Stuff I have here I could use are:
Purple spray with aloe vera.
Anti-peck spray (if I put her back out with the others I will use this).
Antibiotics (oral Baytril (enrofloxacin, also have injectable).
Amprolium for coccidiosis.
Some live probiotic stuff in my fridge (I would give this after any antibiotics).
Ivermectin spot on.
Fenbendazole liquid wormer.

What would you all recommend in this situation? Should I keep her indoors once she's dried or treat the area and put her back out?


----------



## nannypattyrn (Aug 23, 2015)

IMO, and that's all, I would keep her inside or at least away from the others until she heals a few days.


----------



## Feline (Nov 8, 2015)

I am feeling inclined to do this- if nothing else it will keep her safe from being cannibalised to death!

Here is Big Bird in happier times last summer:


----------



## nannypattyrn (Aug 23, 2015)

Wow, she's beautiful! !


----------



## robin416 (Sep 8, 2013)

Same here, keep her up. Once she's dry you will probably be able to assess better what is going on. I've never heard of one tearing externally from laying an egg so that's a first for me. 

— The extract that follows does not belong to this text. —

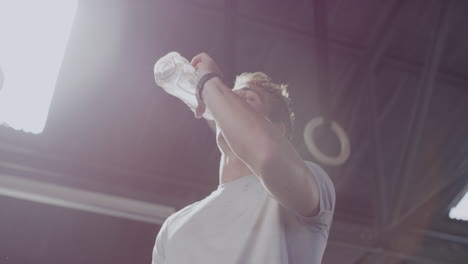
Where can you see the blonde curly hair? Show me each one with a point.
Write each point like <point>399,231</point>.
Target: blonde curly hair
<point>281,109</point>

BTW, she looks like she's got some US genetics there. And maybe the splash in the background. She's got a lot of fluff going on that those in Europe have pointed out when comparing the two countries.


----------



## Feline (Nov 8, 2015)

I might try and get a photo of her rear when she's awake again (it's 6pm and dark here now so she's gone to sleep).
Unfortunately because she has dark blue skin it's a bit hard to see what's going on!

She has passed 3 fairly firm poos in the cage so doesn't seem to have diarrhoea currently after all- maybe what I though was diarrhoea was dried blood??

She has a nice beard as well as a big pom pom, whereas Elmo my lilac splash and Gonzo my cuckoo don't have so much beard. I would be gutted to lose Big Bird- she's a lovely chicken.

The 3 of them when I bought them POL last May
IMG_1412 by Lara Day, on Flickr


----------



## dawg53 (Aug 25, 2015)

I agree with Patty and Robin. It would be best to keep her inside until the wound heals, the others will peck at it if you dont. An antibiotic ointment on the wound will prevent infection and help it heal quicker.
If she is eating and drinking normally and acting like a chicken should, I wouldnt worry about it.
BTW, beautiful birds!


----------



## seminole wind (Aug 22, 2015)

I was going to say that if she acts sick, it might need further looking into. But you're doing the right thing, wash, pat dry, and protect with ointment. You may want to trim the fluff off that gets dirty all the time. My poop on feathers birds all get hiney haircuts. And the silkie females get their bangs trimmed.


----------



## Feline (Nov 8, 2015)

Well she still seems very well in herself- eating and drinking and not pleased about being indoors in the dog crate.
Her poos overnight have been a mixture of normal with chalky capping and a little bit of foamy brown stuff on top.
Her rear has no more blood on- but isn't exactly clean either. We have just given her another bum wash- in plain warm water only this time as it was nowhere near as bad. I took a before-shower pic although not sure it shows very much due to the pigment! No egg yet today.

Big Bird rear by Lara Day, on Flickr


----------



## robin416 (Sep 8, 2013)

Will your vet do a fecal float? I know you mentioned the labs being closed. Our vets here in the states will do them.


----------



## dawg53 (Aug 25, 2015)

If there is a very foul odor around her rear end, it could possibly be vent gleet. I've seen worse vent gleet than that though.


----------



## Feline (Nov 8, 2015)

robin416 said:


> Will your vet do a fecal float? I know you mentioned the labs being closed. Our vets here in the states will do them.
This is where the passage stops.